文字を書く楽しさが伝わってくる父と子の手書きジャム・セッション。出演はWouters父子。
"abcdefghijklmnopqrstuvwxyz", 04:21
タイトル・クレジット:
"abcdefghijklmnopqrstuvwxyz"
a video by Job & Roel Wouters
recorded in Amsterdam at studio Xelor early 2008
hand 1 Gradus W. Wouters, Amsterdam, the Netherlands, 2003
hand 2 Job Wouters, Leiden, the Netherlands, 1980
directed by Roel Wouters
director of photography: Sal Kroonenberg
music: Rik Elstgeest & Bo Koek
production asst: Ton de Munck
thank you:
Creative Review
Nexus Productions
Sony
note of the director:
'Job and Gradus are both ambitious concerning letters.

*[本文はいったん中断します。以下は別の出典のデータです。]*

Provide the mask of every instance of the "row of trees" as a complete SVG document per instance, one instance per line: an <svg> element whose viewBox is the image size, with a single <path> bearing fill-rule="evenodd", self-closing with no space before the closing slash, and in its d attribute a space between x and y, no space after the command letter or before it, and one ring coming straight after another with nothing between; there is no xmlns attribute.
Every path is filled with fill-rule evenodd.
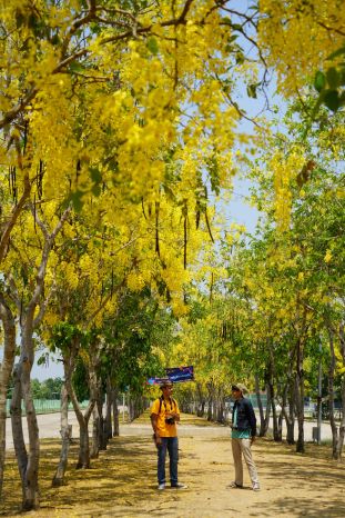
<svg viewBox="0 0 345 518"><path fill-rule="evenodd" d="M0 1L0 487L12 376L23 509L39 506L40 447L31 389L38 341L59 352L64 367L57 480L67 466L68 398L80 426L78 467L88 468L91 415L97 455L102 437L114 432L109 416L116 391L130 387L134 417L142 409L144 380L162 373L168 361L179 365L191 358L202 376L200 390L206 383L213 399L224 392L230 368L237 378L240 372L250 377L255 366L258 381L268 380L272 387L282 382L278 367L283 372L291 368L284 387L295 380L297 408L311 329L318 337L325 329L331 336L333 329L331 356L336 361L342 293L337 287L334 298L322 285L317 295L328 297L332 327L326 320L319 326L321 319L315 319L319 329L312 326L318 281L306 275L314 270L304 261L310 260L307 250L323 248L313 242L313 230L301 238L297 229L307 230L303 221L311 208L315 225L319 219L318 191L327 192L327 175L343 149L341 123L336 132L328 130L338 145L331 149L329 163L322 159L317 170L325 185L313 195L307 188L315 183L305 178L316 170L316 143L307 143L304 133L301 142L284 143L282 136L266 131L266 122L255 120L257 137L250 147L263 153L251 170L260 180L257 200L267 225L251 247L241 246L215 212L231 186L235 157L246 167L237 148L248 138L236 126L248 116L236 98L237 84L255 97L274 67L278 89L300 96L308 107L303 87L343 44L337 3L323 9L300 0L253 0L248 10L239 11L232 0ZM256 49L254 56L247 44ZM337 77L338 92L343 79ZM315 121L319 102L310 102L310 120ZM322 120L316 132L322 142ZM266 156L265 149L275 153ZM318 155L314 161L318 165ZM274 181L262 175L265 168L274 172ZM298 182L305 192L300 198L294 197L294 190L302 191ZM334 206L334 218L341 209L342 201ZM287 229L291 211L294 232ZM331 232L333 223L327 225L324 232ZM334 225L338 228L337 219ZM338 236L331 236L338 252ZM321 262L322 251L313 258L332 271L329 247L327 260ZM222 330L214 332L217 322ZM212 340L207 333L199 336L199 326L213 330ZM281 365L281 357L291 362ZM90 395L84 411L78 394L83 387ZM297 417L302 448L302 411Z"/></svg>
<svg viewBox="0 0 345 518"><path fill-rule="evenodd" d="M252 201L262 213L257 232L221 241L214 260L222 269L205 277L210 292L196 295L183 320L186 347L175 355L197 365L195 390L183 394L186 408L196 400L200 412L206 405L209 418L222 420L241 373L258 401L262 390L267 395L260 435L271 414L274 439L282 440L285 419L287 442L297 451L304 451L305 396L326 405L338 459L345 434L344 113L321 110L311 121L313 102L306 96L293 103L282 131L266 133L258 157L247 161Z"/></svg>

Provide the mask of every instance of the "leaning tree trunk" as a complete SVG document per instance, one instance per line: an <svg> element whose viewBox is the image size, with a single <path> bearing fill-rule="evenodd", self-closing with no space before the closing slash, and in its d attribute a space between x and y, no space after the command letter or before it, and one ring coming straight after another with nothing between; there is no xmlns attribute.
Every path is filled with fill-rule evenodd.
<svg viewBox="0 0 345 518"><path fill-rule="evenodd" d="M257 401L257 408L258 408L258 416L260 416L260 437L263 437L264 434L262 434L262 425L264 422L264 407L262 404L261 399L261 392L260 392L260 380L258 380L258 375L255 373L255 395L256 395L256 401Z"/></svg>
<svg viewBox="0 0 345 518"><path fill-rule="evenodd" d="M90 468L89 420L94 407L94 399L90 399L85 412L82 414L70 377L65 378L65 387L72 401L75 417L79 424L80 442L77 469L88 469Z"/></svg>
<svg viewBox="0 0 345 518"><path fill-rule="evenodd" d="M14 369L14 389L11 401L13 445L22 486L22 510L39 507L39 429L30 388L30 370L32 365L26 351L22 350L20 361ZM21 422L21 400L24 401L29 452L27 451Z"/></svg>
<svg viewBox="0 0 345 518"><path fill-rule="evenodd" d="M283 391L282 414L286 422L286 442L295 444L295 398L294 381L288 377Z"/></svg>
<svg viewBox="0 0 345 518"><path fill-rule="evenodd" d="M339 326L339 349L343 359L343 367L345 367L345 331L344 331L344 322ZM345 375L342 378L342 421L339 426L339 440L336 448L336 457L337 459L342 458L343 445L345 438Z"/></svg>
<svg viewBox="0 0 345 518"><path fill-rule="evenodd" d="M14 452L17 457L19 476L21 479L22 500L24 500L24 478L28 466L28 452L26 448L24 434L22 428L21 395L22 390L20 382L20 366L17 365L13 370L13 391L11 398L10 414Z"/></svg>
<svg viewBox="0 0 345 518"><path fill-rule="evenodd" d="M334 417L334 372L336 365L336 357L334 350L334 332L333 329L328 326L328 336L329 336L329 369L328 369L328 409L329 409L329 425L332 429L332 457L337 459L337 445L338 445L338 429L335 422Z"/></svg>
<svg viewBox="0 0 345 518"><path fill-rule="evenodd" d="M105 420L104 420L104 434L106 435L106 441L112 438L112 426L111 426L111 407L112 407L113 390L111 387L110 378L106 378L106 406L105 406Z"/></svg>
<svg viewBox="0 0 345 518"><path fill-rule="evenodd" d="M114 387L112 398L113 398L113 430L114 430L113 437L119 437L120 436L120 422L119 422L120 416L119 416L119 405L118 405L118 398L119 398L118 387Z"/></svg>
<svg viewBox="0 0 345 518"><path fill-rule="evenodd" d="M101 437L101 416L98 405L94 405L92 410L92 446L91 446L91 459L97 459L100 454L100 437Z"/></svg>
<svg viewBox="0 0 345 518"><path fill-rule="evenodd" d="M72 425L69 425L69 395L63 383L61 387L61 452L60 461L57 468L54 478L52 479L52 486L58 487L64 484L64 474L68 466L69 449L72 437Z"/></svg>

Spontanious jam sessions in our studio inspired us to make this film about the fun drawing letters'
"abcdefghijklmnopqrstuvwxyz"は、今年始めにアムステルダムのスタジオXelorで撮影された、Wouters夫妻製作によるビデオ作品である。「手1」はまだ4歳の息子グラドゥス、「手2」が父のジョブ。監督は母のロエル。ロエルの注にあるように、そもそも彼女のスタジオXelorで、文字が大好きな父子の間に自然に生まれたジャム・セッションが元になった作品らしい。
ジョブはデザイナー兼カリグラファーのようである。
ロエルはアート・プロデューサーのようである。
"abcdefghijklmnopqrstuvwxyz"は、文字(を書くこと)が大好きな親子の微笑ましい記録として楽しんで見ることもできると同時に、親子の対照的な筆運びと紙に描かれる文字の形の大きな違いに、人間と文字との関わりの歴史の一断面を垣間見た気にもさせられる。特に幼いグラドゥスの稀に逆行する筆運びには、文字が孕む「裸の力」、回転モーメント?を感じさせられた。インドのカリグラファー、ジョーシー(R. K. Joshi)の言う「スペースの自己表現」を連想した(杉浦康平編著『アジアの本・文字・デザイン』asin:4887521960、295頁)。